Diese Überlegung steht hinter dem neuen Konzept der Ludwigsburger Schlossfestspiele. Das 1932 begründete traditionsreiche Kulturfestival, das jährlich rund um das württembergische Residenzschloss Ludwigsburg stattfindet, versteht sich seit 2020 als „Fest der Künste, Demokratie und Nachhaltigkeit“. Um ihrem Anspruch gerecht zu werden, „an einer offenen und nachhaltigen Gesellschaft der Zukunft mitzuwirken“, haben die Organisatoren der Festspiele um den Intendanten Jochen Sandig die SDGs als thematischen Leitfaden in die Programmgestaltung integriert.

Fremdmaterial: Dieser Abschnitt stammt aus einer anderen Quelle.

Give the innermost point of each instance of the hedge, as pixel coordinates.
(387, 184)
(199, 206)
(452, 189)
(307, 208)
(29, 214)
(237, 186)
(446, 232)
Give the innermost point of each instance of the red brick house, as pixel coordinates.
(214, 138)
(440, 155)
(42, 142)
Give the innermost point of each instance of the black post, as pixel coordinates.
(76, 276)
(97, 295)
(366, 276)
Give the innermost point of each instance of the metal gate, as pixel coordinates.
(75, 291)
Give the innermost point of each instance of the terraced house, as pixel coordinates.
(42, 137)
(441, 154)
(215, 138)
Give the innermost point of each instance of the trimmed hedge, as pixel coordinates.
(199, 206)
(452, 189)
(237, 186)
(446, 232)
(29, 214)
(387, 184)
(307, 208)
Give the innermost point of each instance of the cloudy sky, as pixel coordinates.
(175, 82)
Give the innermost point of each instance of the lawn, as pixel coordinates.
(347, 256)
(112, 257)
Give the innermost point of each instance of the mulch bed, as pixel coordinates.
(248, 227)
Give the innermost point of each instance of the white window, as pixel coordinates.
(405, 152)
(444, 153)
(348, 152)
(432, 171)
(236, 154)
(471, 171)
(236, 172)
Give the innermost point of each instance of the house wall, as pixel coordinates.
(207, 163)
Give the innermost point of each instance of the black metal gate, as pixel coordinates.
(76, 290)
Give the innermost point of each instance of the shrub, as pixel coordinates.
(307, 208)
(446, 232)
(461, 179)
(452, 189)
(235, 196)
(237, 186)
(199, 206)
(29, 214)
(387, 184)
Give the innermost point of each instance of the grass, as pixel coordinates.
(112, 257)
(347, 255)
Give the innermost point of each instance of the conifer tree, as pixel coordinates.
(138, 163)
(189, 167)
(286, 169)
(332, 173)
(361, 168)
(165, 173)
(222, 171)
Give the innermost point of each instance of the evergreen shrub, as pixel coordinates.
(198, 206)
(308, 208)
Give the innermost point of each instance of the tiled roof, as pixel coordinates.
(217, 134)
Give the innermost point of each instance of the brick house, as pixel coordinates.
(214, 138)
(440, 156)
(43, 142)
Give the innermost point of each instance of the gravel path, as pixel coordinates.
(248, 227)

Die Ludwigsburger Schlossfestspiele ziehen jedes Jahr etwa 30.000 Besucher an. In der beginnenden Festspielsaison 2022 kann das kunstinteressierte Publikum zwischen mehr als 60 Veranstaltungen auswählen. Traditionell überwiegen Konzerte und Produktionen aus dem Bereich klassischer Musik; aber auch Tanz, Theater und Literatur kommen zu ihrem Recht. Für die Künstler und Veranstalter geht es dabei nicht darum, pedantisch die SDGs abzuarbeiten und auf diese Weise Wissen oder Gesinnung zu vermitteln. Für diese Art Didaktik ist das Medium Kunst zu komplex. Vielmehr werden Kunstwerke auf ihre Bedeutung für die großen Fragen der Zeit abgeklopft. Künstler entwickeln neue diskursive Formate, die beispielsweise Musik und Text oder Tanz kombinieren, wodurch das musikalische Kunstwerk in den Kontext des Festspielmottos „Demokratie und Nachhaltigkeit“ gestellt wird und eine neue Bedeutung entfalten kann.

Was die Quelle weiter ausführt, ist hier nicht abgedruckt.